When I was a kid we never went anywhere, except once every two or three months we would pile into the Volkswagen beetle and drive the 180 miles or so east from my hometown of Selma, Alabama, to visit my maternal grandmother and uncle in Columbus, Georgia. They lived in a house on the outskirts of Columbus that my uncle Lowell built himself after World War II. He was a veteran who drove a supply truck behind the lines in Italy during the war. I never saw him do anything but sit in an easy chair smoking cigarettes, drinking coffee and reading paperback novels. There was a closet in that house that was filled literally floor-to-ceiling with the paperbacks he had read.

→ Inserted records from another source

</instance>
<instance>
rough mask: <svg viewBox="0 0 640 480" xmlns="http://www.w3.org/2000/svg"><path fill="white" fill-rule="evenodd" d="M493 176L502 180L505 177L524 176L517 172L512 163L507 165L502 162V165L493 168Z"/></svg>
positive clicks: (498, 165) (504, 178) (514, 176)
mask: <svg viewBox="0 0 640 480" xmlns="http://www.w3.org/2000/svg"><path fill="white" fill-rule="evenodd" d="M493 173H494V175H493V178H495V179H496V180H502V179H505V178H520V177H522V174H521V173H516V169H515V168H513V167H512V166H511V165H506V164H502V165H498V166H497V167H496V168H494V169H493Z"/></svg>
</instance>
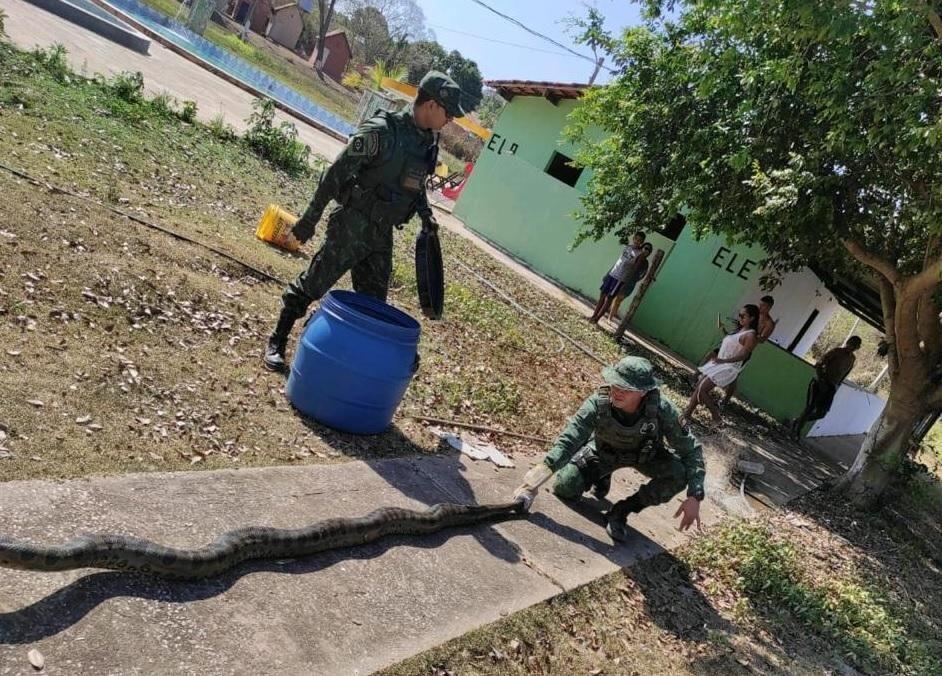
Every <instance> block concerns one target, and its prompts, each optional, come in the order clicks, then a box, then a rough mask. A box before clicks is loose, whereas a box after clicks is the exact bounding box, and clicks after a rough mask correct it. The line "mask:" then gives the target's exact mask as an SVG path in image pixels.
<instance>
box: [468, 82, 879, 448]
mask: <svg viewBox="0 0 942 676" xmlns="http://www.w3.org/2000/svg"><path fill="white" fill-rule="evenodd" d="M488 84H489V85H490V86H491V87H493V88H494V89H496V90H497V91H498V92H499V93H500V94H501V96H503V97H504V98H505V99H507V101H508V103H507V105H506V106H505V107H504V110H503V112H502V113H501V115H500V118H499V119H498V122H497V124H496V125H495V126H494V129H493V135H492V137H491V138H490V140H489V141H488V142H487V143H486V144H485V148H484V150H483V151H482V152H481V155H480V157H479V158H478V161H477V163H476V164H475V168H474V172H473V173H472V175H471V176H470V178H469V179H468V182H467V184H466V185H465V186H464V188H463V190H462V193H461V195H460V197H459V199H458V201H457V203H456V205H455V209H454V213H455V215H456V216H458V217H459V218H460V219H461V220H462V221H463V222H464V223H465V224H466V225H467V227H469V228H470V229H471V230H473V231H474V232H476V233H477V234H479V235H480V236H482V237H483V238H485V239H486V240H488V241H489V242H491V243H492V244H494V245H496V246H497V247H499V248H500V249H502V250H504V251H506V252H507V253H509V254H510V255H512V256H514V257H515V258H517V259H518V260H520V261H522V262H524V263H525V264H526V265H527V266H529V267H530V268H532V269H533V270H535V271H536V272H538V273H539V274H541V275H543V276H545V277H547V278H549V279H551V280H553V281H555V282H556V283H558V284H559V285H561V286H563V287H565V288H567V289H570V290H572V291H574V292H575V293H577V294H579V295H581V296H584V297H586V298H587V299H590V300H592V301H594V300H595V299H596V298H597V297H598V293H599V284H600V282H601V279H602V277H603V276H604V275H605V273H606V272H608V270H609V269H610V268H611V266H612V264H613V263H614V261H615V260H616V259H617V258H618V255H619V254H620V252H621V249H622V245H621V244H620V243H619V242H618V241H617V239H616V238H615V237H614V236H613V235H609V236H607V237H605V238H603V239H602V240H600V241H597V242H596V241H592V240H589V241H586V242H583V243H582V244H581V245H579V246H578V247H576V248H573V247H572V243H573V240H574V239H575V237H576V235H577V233H578V230H579V222H578V219H577V216H576V214H577V212H578V211H579V209H580V197H581V196H582V195H583V194H584V192H585V186H586V183H587V181H588V180H589V178H590V171H589V170H582V169H578V168H574V167H571V166H569V164H568V161H569V160H570V159H571V158H572V157H573V155H574V154H575V148H574V147H573V146H572V145H571V144H569V143H567V142H565V141H563V139H562V131H563V129H564V127H565V126H566V124H567V116H568V115H569V113H571V112H572V110H573V109H574V108H575V107H576V106H577V105H578V103H579V98H580V96H581V94H582V92H583V91H584V90H585V88H586V85H579V84H561V83H548V82H530V81H492V82H489V83H488ZM597 136H598V138H602V137H603V133H602V131H601V130H598V131H597ZM648 241H649V242H651V243H652V244H653V245H654V248H655V250H657V249H661V250H663V251H664V254H665V255H664V259H663V263H662V264H661V267H660V270H659V271H658V273H657V275H656V281H655V282H654V283H653V284H651V286H650V288H649V289H648V291H647V293H646V294H645V296H644V298H643V300H642V301H641V304H640V306H639V307H638V310H637V312H636V313H635V315H634V317H633V318H632V325H631V328H632V330H633V331H635V332H637V333H640V334H642V335H644V336H646V337H648V338H651V339H653V340H655V341H656V342H658V343H660V344H662V345H664V346H665V347H666V348H668V349H669V350H671V351H673V352H675V353H676V354H678V355H680V356H681V357H683V358H684V359H686V360H688V361H689V362H691V363H695V364H698V363H700V362H701V360H702V358H703V357H704V355H705V354H706V353H707V352H708V351H709V350H710V349H711V348H712V347H713V346H715V345H717V344H718V343H719V341H720V340H721V339H722V333H721V332H720V331H719V330H718V329H717V328H716V318H717V315H720V316H721V317H724V318H730V317H734V316H735V315H736V314H737V311H738V308H739V307H741V306H742V305H743V304H745V303H758V299H759V298H760V297H761V296H762V295H764V294H765V292H764V291H762V290H761V288H760V277H761V275H762V269H761V266H760V262H761V261H762V260H763V259H764V258H765V254H764V252H763V251H762V250H761V249H759V248H757V247H747V246H741V245H731V244H728V243H727V242H725V241H724V240H722V239H721V238H717V237H710V238H707V239H704V240H701V241H695V240H694V239H693V237H692V236H691V233H690V229H689V228H684V229H681V230H680V231H679V232H677V231H674V232H668V231H662V232H653V233H648ZM772 295H773V296H774V297H775V301H776V302H775V306H774V308H773V312H772V316H773V317H774V318H775V319H776V320H778V324H777V325H776V329H775V332H774V333H773V334H772V337H771V339H770V341H769V342H767V343H764V344H762V345H760V346H759V347H758V348H757V349H756V351H755V352H754V353H753V357H752V358H751V359H750V361H749V363H748V365H747V366H746V368H745V369H744V370H743V373H742V375H741V377H740V380H739V386H738V392H739V394H740V396H742V397H744V398H745V399H747V400H749V401H751V402H752V403H753V404H755V405H756V406H758V407H759V408H761V409H763V410H765V411H767V412H768V413H769V414H771V415H772V416H774V417H775V418H777V419H779V420H786V419H788V418H791V417H794V416H796V415H797V414H798V413H800V411H801V409H802V407H803V405H804V400H805V393H806V388H807V384H808V382H809V380H810V379H811V377H812V375H813V366H812V365H811V364H810V363H808V362H807V361H805V360H804V359H803V356H804V355H805V354H806V353H807V352H808V350H809V349H810V347H811V345H812V344H813V342H814V341H815V339H816V338H817V337H818V335H819V334H820V333H821V331H822V330H823V329H824V327H825V325H826V324H827V322H828V319H829V318H830V316H831V314H832V313H833V312H834V311H835V310H836V309H837V307H838V300H837V299H836V298H835V296H834V295H833V294H832V293H831V292H830V291H829V290H828V289H827V288H826V287H825V285H824V283H823V282H822V281H821V280H820V279H819V278H818V277H817V276H816V275H815V274H814V273H813V272H812V271H811V270H803V271H801V272H799V273H795V274H791V275H788V276H786V278H785V279H784V280H783V281H782V283H781V284H780V285H779V286H778V287H777V288H776V289H775V290H774V291H773V292H772ZM629 305H630V299H629V300H626V302H625V303H623V305H622V308H623V309H626V308H627V307H628V306H629ZM842 389H843V388H842ZM866 394H869V393H866ZM874 396H875V395H869V396H868V397H865V398H866V402H865V404H863V406H864V408H866V409H867V411H866V412H865V414H864V415H863V416H862V418H861V420H862V422H859V423H858V424H857V427H861V426H863V425H866V427H867V428H868V427H869V423H870V422H872V420H873V419H875V418H876V415H878V414H879V411H881V410H882V400H880V401H876V402H875V401H872V398H873V397H874ZM860 398H861V397H857V396H851V397H850V399H851V400H853V402H851V403H850V404H848V405H849V406H853V407H859V406H861V404H860V402H857V399H860ZM876 399H879V398H878V397H877V398H876ZM855 402H856V403H855ZM838 403H839V401H836V403H835V407H837V408H839V407H838ZM845 413H846V412H845ZM829 417H830V416H829ZM844 417H846V416H844ZM858 417H860V416H858ZM868 421H869V422H868ZM841 433H856V432H853V431H852V430H846V431H845V430H841Z"/></svg>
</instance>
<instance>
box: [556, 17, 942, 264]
mask: <svg viewBox="0 0 942 676" xmlns="http://www.w3.org/2000/svg"><path fill="white" fill-rule="evenodd" d="M659 4H660V3H649V5H653V6H655V8H656V7H657V6H659ZM590 38H591V39H593V40H595V41H596V42H597V44H599V45H601V46H603V47H607V48H608V49H609V51H610V58H611V59H613V60H614V61H615V63H617V64H618V65H619V66H621V67H622V68H623V71H622V73H621V74H620V75H619V76H618V77H616V78H615V79H614V80H613V81H612V83H611V84H610V85H609V86H606V87H603V88H597V89H594V90H592V91H590V92H589V93H588V94H587V95H586V97H585V99H584V105H583V106H581V107H580V109H579V110H578V112H577V113H576V114H575V116H574V119H573V124H572V126H571V128H570V134H569V135H570V137H571V138H573V139H578V140H589V139H590V138H591V137H590V136H589V134H590V129H591V128H592V127H600V128H601V129H603V130H604V131H605V132H608V133H609V134H610V136H609V137H608V139H607V140H605V141H604V142H602V143H586V144H585V146H584V147H583V150H582V151H581V152H580V153H579V154H578V156H577V160H578V161H579V162H580V163H582V164H583V165H585V166H587V167H589V168H591V169H592V171H593V177H592V179H591V180H590V181H589V185H588V191H587V194H586V195H585V197H584V199H583V212H582V215H583V219H584V223H585V227H586V230H587V232H588V233H590V234H591V235H593V236H601V235H602V234H604V233H605V232H607V231H609V230H611V229H613V228H619V229H621V230H623V231H625V232H628V231H630V230H631V229H633V228H636V227H639V226H640V227H646V228H657V227H659V226H661V225H663V224H664V223H665V222H666V221H667V219H668V218H670V217H671V216H672V215H673V214H674V213H676V212H677V211H680V210H685V211H686V212H687V214H688V219H689V221H690V223H691V224H692V225H693V226H694V227H695V228H696V229H697V230H698V231H700V232H703V231H712V232H717V233H724V234H727V235H729V236H730V237H731V238H732V239H733V240H734V241H748V242H751V243H758V244H761V245H762V246H763V247H764V248H765V249H766V251H768V252H769V253H770V254H771V257H772V258H771V260H770V261H769V263H770V264H771V265H772V266H774V267H775V268H776V269H777V270H779V271H784V270H790V269H796V268H798V267H801V266H803V265H805V264H807V263H808V262H809V261H812V260H813V261H816V262H817V263H819V264H820V265H822V266H826V267H829V268H832V269H833V268H837V269H847V268H848V267H852V266H853V262H852V259H851V257H850V256H849V255H848V254H847V252H846V251H845V249H844V246H843V245H842V241H843V240H848V239H852V240H854V241H857V242H859V243H860V244H861V245H862V246H864V247H866V248H867V249H869V250H870V251H873V252H878V253H880V254H881V255H884V256H885V257H886V258H887V259H888V260H890V261H899V263H898V267H899V269H900V270H901V271H902V272H905V273H911V272H915V271H918V270H920V269H921V267H922V261H923V251H924V249H925V244H926V241H927V238H928V235H929V233H930V232H937V231H938V230H939V227H940V224H942V180H940V179H942V152H939V151H940V149H942V115H940V110H942V107H940V100H939V91H940V88H942V39H939V38H938V37H937V36H935V35H934V33H933V31H932V30H931V28H930V26H929V23H928V21H927V19H926V16H925V14H924V13H923V12H920V11H917V10H914V9H913V8H912V7H910V6H908V5H905V4H899V3H895V2H889V1H877V2H874V3H867V4H866V5H861V4H859V3H837V2H823V3H789V2H785V1H784V0H773V1H766V0H761V1H760V0H746V1H744V2H743V1H740V0H720V1H713V0H710V1H706V0H703V1H697V2H691V3H688V4H685V5H683V10H682V12H681V13H680V15H679V17H677V18H674V19H668V20H662V21H654V22H651V23H649V24H648V25H647V26H646V27H639V28H633V29H630V30H628V31H626V32H625V34H624V36H623V37H622V38H620V39H618V40H614V39H612V38H611V37H609V36H606V35H604V34H603V33H600V32H599V31H595V32H594V33H593V34H592V35H591V36H589V37H588V38H587V39H590Z"/></svg>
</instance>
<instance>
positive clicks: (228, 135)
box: [206, 113, 236, 141]
mask: <svg viewBox="0 0 942 676" xmlns="http://www.w3.org/2000/svg"><path fill="white" fill-rule="evenodd" d="M206 128H207V129H209V133H210V134H212V135H213V136H215V137H216V138H217V139H219V140H220V141H231V140H233V139H234V138H235V137H236V131H235V129H233V128H232V125H230V124H227V123H226V118H225V117H223V116H222V113H219V114H218V115H216V116H215V117H213V119H211V120H210V121H209V124H207V125H206Z"/></svg>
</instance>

During those weekends I spent in that house there wasn't much to do besides a little homework I brought with me, watch television on a black-and-white console with a roof antenna that only brought in two or three stations, and read. I would help myself to the paperbacks in that closet. That was 1960, 1961, 1962, 1963. I was 10, 11, 12, 13 years old. There were several different genres in that closet: mysteries, crime thrillers, adventure novels, but mostly science fiction. That was the pulp-fiction era and there was lots of pulp fiction in that closet. That closet, more than anything else, was what got me started reading.
I still have some of the pulp-fiction paperbacks that came out of that closet. I found a couple of them in a box of paperbacks that I pulled out of storage recently. "Edge of Time" by David Grinnell was published in 1958, cost 45 cents, and is only 142 pages. I remember reading it 60-plus years ago and really enjoying it. I remember almost nothing else about it. I'm going to re-read it, largely as a reminiscence of my pre-teen youth. I'm going to start on it today.